David Mix Barrington

31 October 2007

We gave an informal presentation of Markov processes -- these are finite-state processes where at each time step, the process moves from its current state to a state chosen randomly according to a distribution depending only on the state. Markov processes are discrete (there are only finitely many states), probabilistic (in that their behavior is random), and memoryless (in that the behavior probability depends only on the state and not, for example, on the past history).

This presentation and the example we gave is Excursion 8.4 in the text.

By the Path-Matrix Theorem, if A[i,j] is the probability that we go from state i to state j in one move, Ak[i,j] is the probability that we go from state i to state j in exactly k moves. Most Markov processes tend toward a steady-state distribution. That is, for large k, Ak[i,j] depends only on j, not i -- the process has "lost the memory" of where it started. The steady-state distribution can be given as a vector (a 1 by n matrix, where n is the number of states) consisting of a probability for each state, and this vector v has the property that vA = v. In the text there is an example of a matrix A where by calculating A4 and A8, we can observe that the entries A[i,1]. A[i,2], and A[i,3] on each row are in a 2:2:1 ratio. We guess that (0.4 0.4 0.2) is the steady-state distribution, and confirm this by verifying that vA = v.

Writing Exercise 1: Given the following matrix A for a 3-state Markov process, find the steady-state distribution:


             (1 2 0)
  A = (1/3)  (1 1 1)
             (0 1 2)

We calculate some powers of A until a trend emerges:


              (3 4 2)
  A^2 = (1/9) (2 4 3)
              (1 3 5)

               (19 34 28)
  A^4 = (1/81) (17 33 31)
               (14 31 36)

The next thing would be to get A^8 but A^6 is easier for hand calculation:

                (153 296 280)
  A^6 = (1/729) (148 293 288)
                (140 288 301)

A 1:2:2 ratio seems to be emerging, so we calculate:



    (1 2 2) (1 2 0)   (3 6 6)
            (1 1 1) = 
            (0 1 2)

If we set v to be (1/5) (1 2 2), scaling it to be a vector of probabilities, then because A is (1/3) times the integer matrix above, we get exactly vA = v.

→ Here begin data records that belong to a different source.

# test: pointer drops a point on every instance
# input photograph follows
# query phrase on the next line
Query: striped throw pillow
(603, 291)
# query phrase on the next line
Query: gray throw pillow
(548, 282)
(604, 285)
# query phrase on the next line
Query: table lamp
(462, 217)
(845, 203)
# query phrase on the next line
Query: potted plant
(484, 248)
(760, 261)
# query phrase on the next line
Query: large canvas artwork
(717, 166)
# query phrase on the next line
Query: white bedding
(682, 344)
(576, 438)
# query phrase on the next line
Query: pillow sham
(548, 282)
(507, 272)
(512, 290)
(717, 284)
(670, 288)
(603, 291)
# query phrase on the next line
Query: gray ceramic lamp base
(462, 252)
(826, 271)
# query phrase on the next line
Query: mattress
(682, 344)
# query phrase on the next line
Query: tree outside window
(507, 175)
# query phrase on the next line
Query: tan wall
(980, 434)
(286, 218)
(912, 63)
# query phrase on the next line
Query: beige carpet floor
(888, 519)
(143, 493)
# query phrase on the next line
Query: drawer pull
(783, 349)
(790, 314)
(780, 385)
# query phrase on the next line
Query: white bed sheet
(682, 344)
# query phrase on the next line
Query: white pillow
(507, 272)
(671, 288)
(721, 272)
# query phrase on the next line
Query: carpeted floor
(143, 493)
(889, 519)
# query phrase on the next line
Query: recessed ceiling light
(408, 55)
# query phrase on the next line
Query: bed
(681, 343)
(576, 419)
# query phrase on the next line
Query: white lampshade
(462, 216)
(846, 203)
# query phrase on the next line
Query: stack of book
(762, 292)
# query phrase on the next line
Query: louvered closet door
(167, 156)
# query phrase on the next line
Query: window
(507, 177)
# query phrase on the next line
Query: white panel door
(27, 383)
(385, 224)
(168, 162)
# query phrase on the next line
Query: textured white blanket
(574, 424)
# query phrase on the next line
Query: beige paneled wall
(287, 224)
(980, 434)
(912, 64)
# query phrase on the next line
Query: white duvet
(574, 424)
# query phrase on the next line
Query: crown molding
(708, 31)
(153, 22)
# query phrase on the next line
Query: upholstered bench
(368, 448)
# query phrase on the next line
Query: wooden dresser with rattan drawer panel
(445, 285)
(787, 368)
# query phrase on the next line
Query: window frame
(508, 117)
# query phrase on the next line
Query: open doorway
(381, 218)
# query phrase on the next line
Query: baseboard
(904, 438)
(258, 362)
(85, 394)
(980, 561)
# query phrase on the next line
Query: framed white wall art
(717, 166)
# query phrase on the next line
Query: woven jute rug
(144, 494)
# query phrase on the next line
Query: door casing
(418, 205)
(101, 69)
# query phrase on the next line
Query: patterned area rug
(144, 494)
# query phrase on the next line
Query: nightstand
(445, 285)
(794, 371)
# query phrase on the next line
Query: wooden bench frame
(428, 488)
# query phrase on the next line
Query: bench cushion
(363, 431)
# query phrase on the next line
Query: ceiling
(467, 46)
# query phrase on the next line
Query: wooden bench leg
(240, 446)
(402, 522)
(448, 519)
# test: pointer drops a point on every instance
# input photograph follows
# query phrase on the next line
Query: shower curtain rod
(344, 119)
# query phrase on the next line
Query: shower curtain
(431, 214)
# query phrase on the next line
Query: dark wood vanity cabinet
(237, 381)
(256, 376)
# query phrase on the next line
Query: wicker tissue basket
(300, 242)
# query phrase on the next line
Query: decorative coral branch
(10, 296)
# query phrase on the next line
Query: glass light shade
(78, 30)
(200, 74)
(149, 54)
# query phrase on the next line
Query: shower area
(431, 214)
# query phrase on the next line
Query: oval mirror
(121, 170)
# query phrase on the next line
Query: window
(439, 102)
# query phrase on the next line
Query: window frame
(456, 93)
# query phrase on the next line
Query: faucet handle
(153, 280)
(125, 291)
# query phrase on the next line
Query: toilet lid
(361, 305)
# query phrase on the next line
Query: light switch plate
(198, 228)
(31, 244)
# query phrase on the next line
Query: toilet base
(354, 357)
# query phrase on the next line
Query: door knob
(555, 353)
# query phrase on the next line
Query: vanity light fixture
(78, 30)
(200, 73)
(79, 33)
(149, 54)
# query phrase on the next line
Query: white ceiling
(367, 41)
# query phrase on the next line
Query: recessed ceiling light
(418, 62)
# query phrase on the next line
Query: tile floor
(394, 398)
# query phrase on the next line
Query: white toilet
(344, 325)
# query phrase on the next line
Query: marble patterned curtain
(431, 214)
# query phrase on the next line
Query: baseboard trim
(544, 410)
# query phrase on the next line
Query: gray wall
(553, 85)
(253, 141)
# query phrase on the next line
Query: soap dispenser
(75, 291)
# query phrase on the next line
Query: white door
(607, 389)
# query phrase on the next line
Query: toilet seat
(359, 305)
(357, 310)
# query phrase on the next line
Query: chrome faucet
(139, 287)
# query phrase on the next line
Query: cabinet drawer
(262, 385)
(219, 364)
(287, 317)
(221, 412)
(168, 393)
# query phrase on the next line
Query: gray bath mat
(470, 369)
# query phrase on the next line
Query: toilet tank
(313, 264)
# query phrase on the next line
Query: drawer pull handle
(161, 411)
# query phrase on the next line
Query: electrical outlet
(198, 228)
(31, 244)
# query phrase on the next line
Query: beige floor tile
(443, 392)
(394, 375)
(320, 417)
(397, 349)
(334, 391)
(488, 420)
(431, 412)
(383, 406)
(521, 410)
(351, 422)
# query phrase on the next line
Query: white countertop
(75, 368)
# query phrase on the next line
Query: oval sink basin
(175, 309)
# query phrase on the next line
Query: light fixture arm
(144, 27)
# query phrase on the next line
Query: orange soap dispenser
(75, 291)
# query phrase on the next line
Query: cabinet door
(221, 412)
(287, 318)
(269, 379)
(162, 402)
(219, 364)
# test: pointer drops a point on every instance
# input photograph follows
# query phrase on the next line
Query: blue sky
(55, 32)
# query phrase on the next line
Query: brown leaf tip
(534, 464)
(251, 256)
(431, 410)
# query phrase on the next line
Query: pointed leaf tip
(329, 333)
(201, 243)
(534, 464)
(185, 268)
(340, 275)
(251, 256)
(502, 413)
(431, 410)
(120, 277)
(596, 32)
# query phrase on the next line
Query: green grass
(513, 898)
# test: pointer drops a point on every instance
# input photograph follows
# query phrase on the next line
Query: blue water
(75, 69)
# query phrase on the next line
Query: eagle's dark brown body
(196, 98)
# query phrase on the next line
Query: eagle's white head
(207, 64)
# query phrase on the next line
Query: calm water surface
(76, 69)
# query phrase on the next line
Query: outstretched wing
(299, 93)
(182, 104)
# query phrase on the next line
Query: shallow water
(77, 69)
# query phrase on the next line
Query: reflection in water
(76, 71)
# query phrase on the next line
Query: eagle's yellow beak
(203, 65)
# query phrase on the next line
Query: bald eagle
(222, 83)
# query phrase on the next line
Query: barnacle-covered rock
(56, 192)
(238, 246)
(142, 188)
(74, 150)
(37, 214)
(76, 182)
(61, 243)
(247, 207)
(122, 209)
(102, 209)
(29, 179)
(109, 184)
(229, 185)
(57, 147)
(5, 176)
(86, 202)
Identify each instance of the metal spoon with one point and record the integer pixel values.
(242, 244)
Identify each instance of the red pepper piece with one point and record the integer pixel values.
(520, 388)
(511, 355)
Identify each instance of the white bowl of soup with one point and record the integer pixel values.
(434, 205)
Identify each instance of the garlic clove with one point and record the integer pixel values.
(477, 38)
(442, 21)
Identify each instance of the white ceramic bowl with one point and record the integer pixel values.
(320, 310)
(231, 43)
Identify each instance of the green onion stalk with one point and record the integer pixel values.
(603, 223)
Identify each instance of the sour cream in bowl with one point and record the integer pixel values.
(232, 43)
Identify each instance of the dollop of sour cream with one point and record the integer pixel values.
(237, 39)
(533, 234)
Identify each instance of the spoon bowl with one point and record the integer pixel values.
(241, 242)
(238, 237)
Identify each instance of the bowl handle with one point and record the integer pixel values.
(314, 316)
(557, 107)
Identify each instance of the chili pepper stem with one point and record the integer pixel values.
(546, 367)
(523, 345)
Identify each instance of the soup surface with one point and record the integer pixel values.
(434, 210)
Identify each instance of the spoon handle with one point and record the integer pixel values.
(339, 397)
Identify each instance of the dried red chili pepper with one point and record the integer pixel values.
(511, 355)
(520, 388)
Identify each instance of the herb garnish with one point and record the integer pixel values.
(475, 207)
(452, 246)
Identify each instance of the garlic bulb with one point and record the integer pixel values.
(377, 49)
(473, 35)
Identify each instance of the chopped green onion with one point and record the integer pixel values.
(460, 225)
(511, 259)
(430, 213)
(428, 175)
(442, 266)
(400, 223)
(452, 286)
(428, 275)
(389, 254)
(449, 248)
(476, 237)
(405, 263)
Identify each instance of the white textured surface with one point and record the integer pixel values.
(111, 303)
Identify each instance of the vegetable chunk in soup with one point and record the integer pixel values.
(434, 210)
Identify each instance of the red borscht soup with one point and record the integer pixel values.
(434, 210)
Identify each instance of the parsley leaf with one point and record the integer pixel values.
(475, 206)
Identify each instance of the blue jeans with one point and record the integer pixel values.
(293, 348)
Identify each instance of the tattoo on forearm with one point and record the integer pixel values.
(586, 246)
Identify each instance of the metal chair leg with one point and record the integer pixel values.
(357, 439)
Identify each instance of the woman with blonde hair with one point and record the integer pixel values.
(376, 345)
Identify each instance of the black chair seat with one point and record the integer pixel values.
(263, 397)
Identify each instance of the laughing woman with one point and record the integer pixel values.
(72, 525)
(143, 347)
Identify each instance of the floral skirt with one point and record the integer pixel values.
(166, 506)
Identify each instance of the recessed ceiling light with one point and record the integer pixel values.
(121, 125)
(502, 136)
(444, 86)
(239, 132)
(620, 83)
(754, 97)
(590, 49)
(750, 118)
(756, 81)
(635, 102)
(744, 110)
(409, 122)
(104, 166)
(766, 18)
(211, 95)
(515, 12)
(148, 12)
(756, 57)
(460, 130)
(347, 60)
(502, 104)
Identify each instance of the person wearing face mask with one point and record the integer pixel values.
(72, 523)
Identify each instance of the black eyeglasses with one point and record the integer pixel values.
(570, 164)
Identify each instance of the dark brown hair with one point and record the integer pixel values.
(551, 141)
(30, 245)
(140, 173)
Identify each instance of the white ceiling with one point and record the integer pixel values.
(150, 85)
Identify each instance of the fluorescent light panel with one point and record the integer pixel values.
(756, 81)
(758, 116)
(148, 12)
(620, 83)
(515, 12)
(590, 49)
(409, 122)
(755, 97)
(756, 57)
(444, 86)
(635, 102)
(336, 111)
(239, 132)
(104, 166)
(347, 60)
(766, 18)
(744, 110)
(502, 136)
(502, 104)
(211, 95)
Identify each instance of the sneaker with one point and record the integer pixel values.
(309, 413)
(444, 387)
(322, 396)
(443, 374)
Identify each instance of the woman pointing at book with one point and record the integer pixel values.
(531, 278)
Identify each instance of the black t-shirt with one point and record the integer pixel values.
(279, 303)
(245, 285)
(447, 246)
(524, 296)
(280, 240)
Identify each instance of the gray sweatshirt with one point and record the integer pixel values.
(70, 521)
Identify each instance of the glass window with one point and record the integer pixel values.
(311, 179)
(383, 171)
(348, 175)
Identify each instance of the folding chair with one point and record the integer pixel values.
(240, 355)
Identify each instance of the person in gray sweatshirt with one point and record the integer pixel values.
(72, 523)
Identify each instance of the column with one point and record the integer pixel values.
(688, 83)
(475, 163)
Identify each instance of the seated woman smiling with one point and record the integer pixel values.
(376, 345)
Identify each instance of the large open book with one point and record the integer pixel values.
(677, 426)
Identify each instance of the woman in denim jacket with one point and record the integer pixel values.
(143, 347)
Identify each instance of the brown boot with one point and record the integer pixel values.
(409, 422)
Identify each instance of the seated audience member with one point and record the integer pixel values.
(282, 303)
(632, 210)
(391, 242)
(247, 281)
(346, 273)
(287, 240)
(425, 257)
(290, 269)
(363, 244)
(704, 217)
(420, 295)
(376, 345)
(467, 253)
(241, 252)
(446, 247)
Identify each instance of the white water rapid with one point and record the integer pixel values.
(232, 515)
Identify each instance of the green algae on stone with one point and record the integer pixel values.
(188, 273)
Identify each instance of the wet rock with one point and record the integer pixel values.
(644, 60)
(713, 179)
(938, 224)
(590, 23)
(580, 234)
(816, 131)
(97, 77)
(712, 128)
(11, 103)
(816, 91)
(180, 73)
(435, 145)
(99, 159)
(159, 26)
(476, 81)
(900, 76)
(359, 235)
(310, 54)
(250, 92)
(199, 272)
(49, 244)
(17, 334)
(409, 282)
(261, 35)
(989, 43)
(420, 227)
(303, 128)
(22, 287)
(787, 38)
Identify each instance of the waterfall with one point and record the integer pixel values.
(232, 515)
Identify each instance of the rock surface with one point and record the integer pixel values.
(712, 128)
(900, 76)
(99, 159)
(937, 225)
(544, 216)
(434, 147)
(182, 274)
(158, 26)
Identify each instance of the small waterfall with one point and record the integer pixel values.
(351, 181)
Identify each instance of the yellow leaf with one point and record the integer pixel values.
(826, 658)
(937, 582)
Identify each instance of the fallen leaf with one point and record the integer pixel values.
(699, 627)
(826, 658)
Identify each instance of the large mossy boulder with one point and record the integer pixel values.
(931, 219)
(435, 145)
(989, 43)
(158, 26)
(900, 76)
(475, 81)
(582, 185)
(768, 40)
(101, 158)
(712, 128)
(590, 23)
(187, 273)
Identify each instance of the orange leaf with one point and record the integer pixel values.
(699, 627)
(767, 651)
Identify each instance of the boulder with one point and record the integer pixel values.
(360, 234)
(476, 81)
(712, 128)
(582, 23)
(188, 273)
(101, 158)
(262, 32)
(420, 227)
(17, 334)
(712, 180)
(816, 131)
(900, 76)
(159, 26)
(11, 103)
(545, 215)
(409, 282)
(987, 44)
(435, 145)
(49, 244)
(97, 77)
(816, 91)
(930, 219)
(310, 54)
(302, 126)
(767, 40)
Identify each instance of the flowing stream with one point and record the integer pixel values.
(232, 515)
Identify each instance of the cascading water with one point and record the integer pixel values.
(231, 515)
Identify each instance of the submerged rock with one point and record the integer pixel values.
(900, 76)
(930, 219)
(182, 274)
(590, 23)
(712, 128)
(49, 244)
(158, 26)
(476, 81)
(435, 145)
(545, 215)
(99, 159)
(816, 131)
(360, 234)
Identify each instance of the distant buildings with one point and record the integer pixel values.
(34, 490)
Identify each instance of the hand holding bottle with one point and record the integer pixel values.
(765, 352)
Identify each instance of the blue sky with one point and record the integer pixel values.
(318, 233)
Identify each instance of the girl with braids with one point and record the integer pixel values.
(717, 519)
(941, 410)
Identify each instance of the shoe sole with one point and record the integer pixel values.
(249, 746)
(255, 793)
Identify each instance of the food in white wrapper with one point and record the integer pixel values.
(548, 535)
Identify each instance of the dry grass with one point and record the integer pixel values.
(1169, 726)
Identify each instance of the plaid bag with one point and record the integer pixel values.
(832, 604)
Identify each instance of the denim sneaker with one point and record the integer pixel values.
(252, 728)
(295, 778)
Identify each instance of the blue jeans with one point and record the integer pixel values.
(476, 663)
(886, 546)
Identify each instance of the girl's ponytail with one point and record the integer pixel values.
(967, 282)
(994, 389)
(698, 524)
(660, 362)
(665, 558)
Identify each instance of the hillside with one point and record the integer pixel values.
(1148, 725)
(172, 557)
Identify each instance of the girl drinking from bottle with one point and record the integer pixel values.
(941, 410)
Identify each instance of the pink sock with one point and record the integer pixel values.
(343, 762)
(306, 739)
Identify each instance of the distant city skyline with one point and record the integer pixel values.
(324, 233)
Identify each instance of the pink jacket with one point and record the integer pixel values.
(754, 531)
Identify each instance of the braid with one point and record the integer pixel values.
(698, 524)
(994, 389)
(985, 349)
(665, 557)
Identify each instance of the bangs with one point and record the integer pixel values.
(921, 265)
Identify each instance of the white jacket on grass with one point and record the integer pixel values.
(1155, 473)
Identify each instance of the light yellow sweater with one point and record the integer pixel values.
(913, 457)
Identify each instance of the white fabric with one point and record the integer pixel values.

Writing Exercise 2: Any two-state Markov process can be described by a matrix


           (1-a   a )
           ( b   1-b)
for two real numbers a and b in the range from 0 through 1. (The matrix must have this form because the entries on each row must add to 1.) Determine the steady state distribution, if any, of such a process in terms of a and b.

Solution: The steady-state distribution, if any, is a vector of the form v = (x y) where x and y are real numbers with x + y = 1. The matrix equation v = Av is equivalent to two equations on real numbers: (1-a)x + by = x for the first entry of the result and ax + (1-b)y = y for the second entry. These each solve to ax = by, and ax = by together with x + y = 1 tells us that x = b/(a+b) and y = a/(a+b), unless of course a = b = 0. Except in that case, we have a steady-state distribution with these probabilities. If a = b = 0, then the matrix is the identity matrix. If we start with a particular distribution in that case, the distribution remains the same because the process never changes the state. So there is no single steady-state distribution in that case.